AT&T, with non-profit Year Up, is opening the door to internships across the U.S. for opportunity youth, defined as talented young adults seeking work who are underemployed or unemployed.
Nationally, there are an estimated 5 million young adults disconnected from stable career pathways and 12 million jobs requiring postsecondary education that will go unfilled in the next decade.1
At AT&T, we know these young people have talent and potential. So, to continue building a diverse and strong workforce, AT&T is tapping into that pipeline by committing to host 200 interns annually through Year Up by 2022.
"We need a dynamic and diverse talent pipeline to power our company — and the economy — into the future," said Randall Stephenson, AT&T Inc. chairman and CEO. "Programs such as Year Up give young adults the experience they need to be career-ready and companies like AT&T the talent we need to succeed."
Year Up works to close the opportunity divide by providing young adults with the skills and experience top companies seek. The organization guides participants through a year-long program where they spend six months in the classroom and six months interning with a corporation. This combination prepares participants to be competitive in a quickly evolving workforce and positions them on a path to success.
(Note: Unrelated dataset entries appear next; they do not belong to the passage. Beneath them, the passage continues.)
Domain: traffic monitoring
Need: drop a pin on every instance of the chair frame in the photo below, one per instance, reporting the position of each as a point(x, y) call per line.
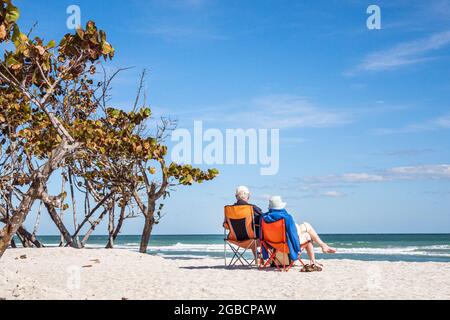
point(272, 252)
point(238, 255)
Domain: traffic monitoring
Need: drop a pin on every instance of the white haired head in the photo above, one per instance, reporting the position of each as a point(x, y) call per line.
point(242, 193)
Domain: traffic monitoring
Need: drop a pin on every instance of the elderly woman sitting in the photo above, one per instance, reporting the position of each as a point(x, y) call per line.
point(306, 233)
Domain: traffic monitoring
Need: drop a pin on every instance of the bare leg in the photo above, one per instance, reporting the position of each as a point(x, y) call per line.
point(315, 237)
point(310, 251)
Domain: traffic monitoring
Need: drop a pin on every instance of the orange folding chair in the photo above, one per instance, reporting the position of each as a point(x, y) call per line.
point(275, 243)
point(240, 224)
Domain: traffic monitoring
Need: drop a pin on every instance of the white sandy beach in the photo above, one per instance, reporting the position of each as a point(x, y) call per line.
point(52, 273)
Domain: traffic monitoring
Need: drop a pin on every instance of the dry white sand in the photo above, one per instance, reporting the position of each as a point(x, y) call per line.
point(56, 273)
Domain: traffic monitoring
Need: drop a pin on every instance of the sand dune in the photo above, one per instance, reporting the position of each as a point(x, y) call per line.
point(63, 273)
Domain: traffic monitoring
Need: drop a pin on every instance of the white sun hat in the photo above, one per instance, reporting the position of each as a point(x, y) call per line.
point(242, 190)
point(276, 203)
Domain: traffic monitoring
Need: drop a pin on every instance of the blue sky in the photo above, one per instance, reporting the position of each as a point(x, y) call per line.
point(364, 115)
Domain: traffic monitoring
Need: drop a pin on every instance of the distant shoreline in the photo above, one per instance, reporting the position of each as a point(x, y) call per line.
point(65, 273)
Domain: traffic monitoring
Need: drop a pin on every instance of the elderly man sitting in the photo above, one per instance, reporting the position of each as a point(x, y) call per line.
point(242, 199)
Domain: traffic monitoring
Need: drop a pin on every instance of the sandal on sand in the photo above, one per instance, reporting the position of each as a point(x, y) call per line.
point(316, 267)
point(307, 268)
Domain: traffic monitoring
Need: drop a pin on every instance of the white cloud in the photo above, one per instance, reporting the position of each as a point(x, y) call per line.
point(334, 194)
point(423, 172)
point(442, 122)
point(275, 111)
point(406, 53)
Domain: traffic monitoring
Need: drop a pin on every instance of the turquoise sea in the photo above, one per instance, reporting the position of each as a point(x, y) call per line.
point(387, 247)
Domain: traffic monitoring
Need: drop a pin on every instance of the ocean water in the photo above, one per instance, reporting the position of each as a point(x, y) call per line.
point(368, 247)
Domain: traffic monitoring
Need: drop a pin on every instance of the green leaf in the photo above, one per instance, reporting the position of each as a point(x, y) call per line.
point(12, 13)
point(51, 44)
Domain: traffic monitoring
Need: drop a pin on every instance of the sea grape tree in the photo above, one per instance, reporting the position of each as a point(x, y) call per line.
point(54, 117)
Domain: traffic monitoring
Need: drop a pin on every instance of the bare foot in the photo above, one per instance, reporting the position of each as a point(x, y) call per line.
point(328, 249)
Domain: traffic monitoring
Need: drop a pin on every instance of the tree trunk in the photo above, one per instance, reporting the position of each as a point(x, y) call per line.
point(24, 234)
point(36, 189)
point(110, 229)
point(92, 229)
point(30, 238)
point(148, 227)
point(62, 229)
point(146, 233)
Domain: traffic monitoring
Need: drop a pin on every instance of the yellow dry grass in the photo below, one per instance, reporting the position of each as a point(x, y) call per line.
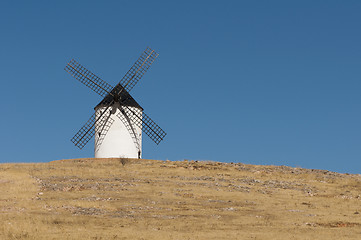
point(148, 199)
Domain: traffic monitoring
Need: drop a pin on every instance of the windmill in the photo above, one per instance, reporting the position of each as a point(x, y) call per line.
point(118, 120)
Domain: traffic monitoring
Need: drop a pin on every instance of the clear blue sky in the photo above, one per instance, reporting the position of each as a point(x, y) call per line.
point(260, 82)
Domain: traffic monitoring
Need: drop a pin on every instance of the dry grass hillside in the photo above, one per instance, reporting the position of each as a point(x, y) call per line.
point(148, 199)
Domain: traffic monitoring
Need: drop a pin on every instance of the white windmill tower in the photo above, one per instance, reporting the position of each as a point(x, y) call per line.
point(118, 120)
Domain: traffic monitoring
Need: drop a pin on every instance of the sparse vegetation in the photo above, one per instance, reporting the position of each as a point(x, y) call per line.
point(148, 199)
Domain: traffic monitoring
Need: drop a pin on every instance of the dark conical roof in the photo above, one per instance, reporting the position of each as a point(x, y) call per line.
point(125, 98)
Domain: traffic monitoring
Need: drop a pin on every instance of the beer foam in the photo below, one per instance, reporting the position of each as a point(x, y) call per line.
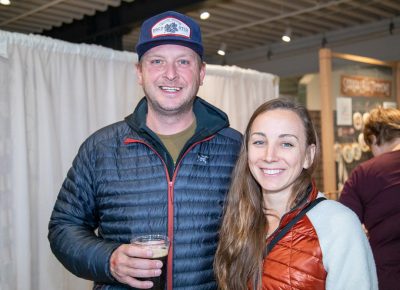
point(159, 252)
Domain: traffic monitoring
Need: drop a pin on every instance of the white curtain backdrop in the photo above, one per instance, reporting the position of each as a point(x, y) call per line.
point(53, 94)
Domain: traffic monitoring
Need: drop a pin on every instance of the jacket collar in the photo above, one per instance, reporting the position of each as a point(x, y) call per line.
point(209, 118)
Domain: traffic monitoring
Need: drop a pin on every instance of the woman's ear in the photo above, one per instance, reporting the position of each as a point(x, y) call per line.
point(310, 154)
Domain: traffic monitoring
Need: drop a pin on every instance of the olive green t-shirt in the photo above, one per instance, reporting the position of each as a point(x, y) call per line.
point(174, 143)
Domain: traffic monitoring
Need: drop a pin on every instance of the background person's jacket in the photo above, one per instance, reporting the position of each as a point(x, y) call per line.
point(124, 183)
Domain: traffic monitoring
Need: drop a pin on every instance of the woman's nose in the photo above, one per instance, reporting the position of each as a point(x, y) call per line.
point(270, 154)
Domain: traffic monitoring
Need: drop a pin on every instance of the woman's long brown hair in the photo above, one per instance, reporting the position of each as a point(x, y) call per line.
point(239, 255)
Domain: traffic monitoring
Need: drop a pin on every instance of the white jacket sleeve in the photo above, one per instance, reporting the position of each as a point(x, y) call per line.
point(346, 253)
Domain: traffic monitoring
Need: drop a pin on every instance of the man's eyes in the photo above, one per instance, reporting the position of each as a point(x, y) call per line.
point(156, 61)
point(184, 62)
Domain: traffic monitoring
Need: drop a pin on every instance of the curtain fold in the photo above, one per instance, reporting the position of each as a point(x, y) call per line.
point(53, 95)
In 2016, AT&T contributed $1 million to launch a Year Up campus in Dallas, and in 2018 hosted interns at Year Up sites in Atlanta, Dallas and Miami. We’re expanding with additional interns in 2019 to Chicago, Seattle, Washington D.C., and Sunrise, Fla., and our commitment to 200 interns is a nearly seven-fold increase over 2018.
Interns will work in a variety of positions, including retail, customer care, finance and external affairs. The expansion is part of the AT&T Aspire initiative, which provides access to education and training people need to get and keep good jobs.
“AT&T’s collaboration with Year Up is a clear sign of a broader commitment to inclusive hiring practices and transforming the workforce to create meaningful career pathways for all people,” said Gerald Chertavian, Year Up Founder and CEO. “I applaud their leadership in serving overlooked communities that help them gain the necessary skills and opportunities to drive change in communities and growth in their companies.”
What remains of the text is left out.